Scott Wilson

Personal information
- Full name: Scott William Wilson
- Date of birth: 20 April 1982 (age 44)
- Place of birth: Bellshill, Scotland
- Height: 5 ft 3 in (1.60 m)
- Position: Defender

Team information
- Current team: Glenafton Athletic

Senior career*
- Years: Team / Apps / (Gls)
- 1999–2002: Motherwell / 0 / (0)
- 2002–2004: Airdrie United / 35 / (1)
- 2004–2005: Clyde / 20 / (1)
- 2005–2006: Raith Rovers / 6 / (0)
- 2006: Brechin City / 4 / (0)
- 2006–2007: Stranraer / 15 / (1)
- 2007–2011: Linlithgow Rose
- 2011–: Glenafton Athletic

= Scott Wilson (footballer, born 1982) =

Scottish footballer

Scott William Wilson (born 20 April 1982 in Bellshill), is a Scottish footballer who plays for Glenafton Athletic.

==Career==

Wilson began his career with Motherwell, but was released along with 19 others when the club went into administration.
Wilson went on to sign for Airdrie United, making 39 appearances for the Diamonds before joining Clyde in 2004.

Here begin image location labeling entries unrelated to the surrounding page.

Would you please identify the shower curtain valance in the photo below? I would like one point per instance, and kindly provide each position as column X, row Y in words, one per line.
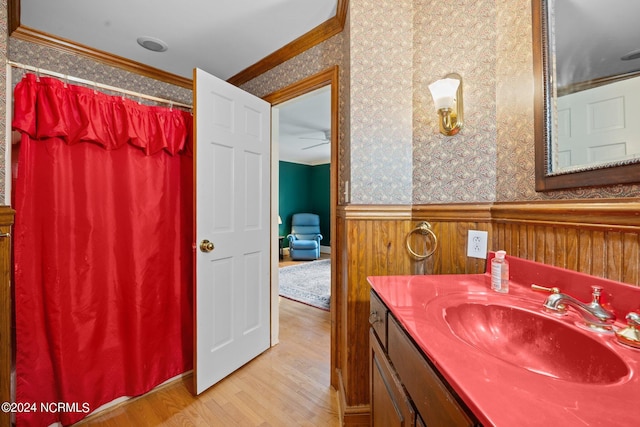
column 103, row 254
column 52, row 108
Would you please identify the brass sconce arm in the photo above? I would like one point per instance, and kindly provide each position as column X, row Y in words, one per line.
column 447, row 96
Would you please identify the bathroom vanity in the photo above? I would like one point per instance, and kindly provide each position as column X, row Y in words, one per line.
column 447, row 351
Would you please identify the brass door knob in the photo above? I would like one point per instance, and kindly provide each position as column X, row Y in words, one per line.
column 206, row 246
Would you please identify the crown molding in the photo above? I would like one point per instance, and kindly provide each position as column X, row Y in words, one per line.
column 317, row 35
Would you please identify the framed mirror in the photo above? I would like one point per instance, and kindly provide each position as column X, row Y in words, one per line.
column 586, row 56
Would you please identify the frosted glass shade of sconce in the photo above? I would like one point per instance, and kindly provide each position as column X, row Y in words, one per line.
column 447, row 97
column 444, row 92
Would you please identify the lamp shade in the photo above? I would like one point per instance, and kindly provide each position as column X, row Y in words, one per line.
column 444, row 92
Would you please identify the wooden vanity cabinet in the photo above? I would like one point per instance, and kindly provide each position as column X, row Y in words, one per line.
column 405, row 389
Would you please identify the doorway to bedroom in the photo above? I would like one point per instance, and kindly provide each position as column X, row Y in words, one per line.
column 304, row 138
column 304, row 118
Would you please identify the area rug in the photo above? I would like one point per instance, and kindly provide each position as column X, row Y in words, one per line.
column 309, row 283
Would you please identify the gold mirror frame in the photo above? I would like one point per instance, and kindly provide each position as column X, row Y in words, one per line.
column 543, row 120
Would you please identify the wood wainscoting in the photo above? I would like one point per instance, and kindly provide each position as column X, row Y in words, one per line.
column 597, row 237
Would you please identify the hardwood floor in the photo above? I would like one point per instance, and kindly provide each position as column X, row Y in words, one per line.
column 288, row 385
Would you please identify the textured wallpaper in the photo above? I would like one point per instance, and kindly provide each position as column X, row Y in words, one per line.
column 3, row 100
column 381, row 106
column 455, row 36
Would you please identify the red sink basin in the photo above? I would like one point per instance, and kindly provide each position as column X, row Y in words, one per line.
column 534, row 342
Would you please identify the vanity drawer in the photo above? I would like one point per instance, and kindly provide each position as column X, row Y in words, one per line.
column 435, row 403
column 378, row 318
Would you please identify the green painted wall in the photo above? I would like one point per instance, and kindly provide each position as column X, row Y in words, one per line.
column 305, row 188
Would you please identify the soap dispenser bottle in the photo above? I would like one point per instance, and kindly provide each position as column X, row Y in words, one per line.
column 500, row 273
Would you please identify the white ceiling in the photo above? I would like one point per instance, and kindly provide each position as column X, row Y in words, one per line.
column 303, row 123
column 222, row 37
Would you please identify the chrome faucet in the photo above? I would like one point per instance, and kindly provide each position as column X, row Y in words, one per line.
column 593, row 313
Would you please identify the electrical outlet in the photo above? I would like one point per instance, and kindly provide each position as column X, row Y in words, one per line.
column 477, row 244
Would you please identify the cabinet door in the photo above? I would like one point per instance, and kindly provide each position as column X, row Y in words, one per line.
column 390, row 406
column 434, row 402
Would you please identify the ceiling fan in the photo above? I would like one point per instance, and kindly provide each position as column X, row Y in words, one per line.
column 325, row 140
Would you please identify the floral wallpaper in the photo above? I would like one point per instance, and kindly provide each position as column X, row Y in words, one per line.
column 381, row 89
column 455, row 36
column 390, row 151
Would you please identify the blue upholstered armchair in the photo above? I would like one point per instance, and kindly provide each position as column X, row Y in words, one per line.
column 304, row 240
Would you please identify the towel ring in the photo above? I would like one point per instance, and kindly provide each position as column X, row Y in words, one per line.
column 423, row 228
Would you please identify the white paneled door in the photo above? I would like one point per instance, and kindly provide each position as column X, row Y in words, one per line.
column 232, row 286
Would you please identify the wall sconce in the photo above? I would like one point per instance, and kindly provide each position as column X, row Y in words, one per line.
column 447, row 96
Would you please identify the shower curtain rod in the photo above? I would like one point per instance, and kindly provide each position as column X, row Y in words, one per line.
column 97, row 85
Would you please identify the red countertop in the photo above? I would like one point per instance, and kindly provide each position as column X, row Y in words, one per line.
column 501, row 393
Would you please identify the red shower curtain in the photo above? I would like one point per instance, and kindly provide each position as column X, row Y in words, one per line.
column 103, row 254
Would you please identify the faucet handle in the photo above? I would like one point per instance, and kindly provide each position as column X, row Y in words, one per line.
column 630, row 335
column 633, row 319
column 544, row 289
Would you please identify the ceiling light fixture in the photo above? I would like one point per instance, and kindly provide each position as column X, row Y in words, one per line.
column 153, row 44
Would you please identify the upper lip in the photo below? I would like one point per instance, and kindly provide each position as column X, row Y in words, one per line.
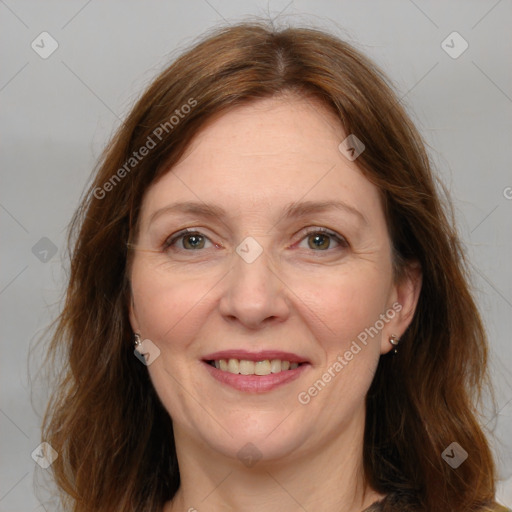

He then had a 6-month spell with Raith Rovers, which was blighted by injury, before joining Brechin City. He played for Stranraer for the 2007–08 season, before dropping out of the senior game to join Linlithgow Rose.

On 14 January 2011 he left Linlithgow Rose. He then joined Glenafton Athletic.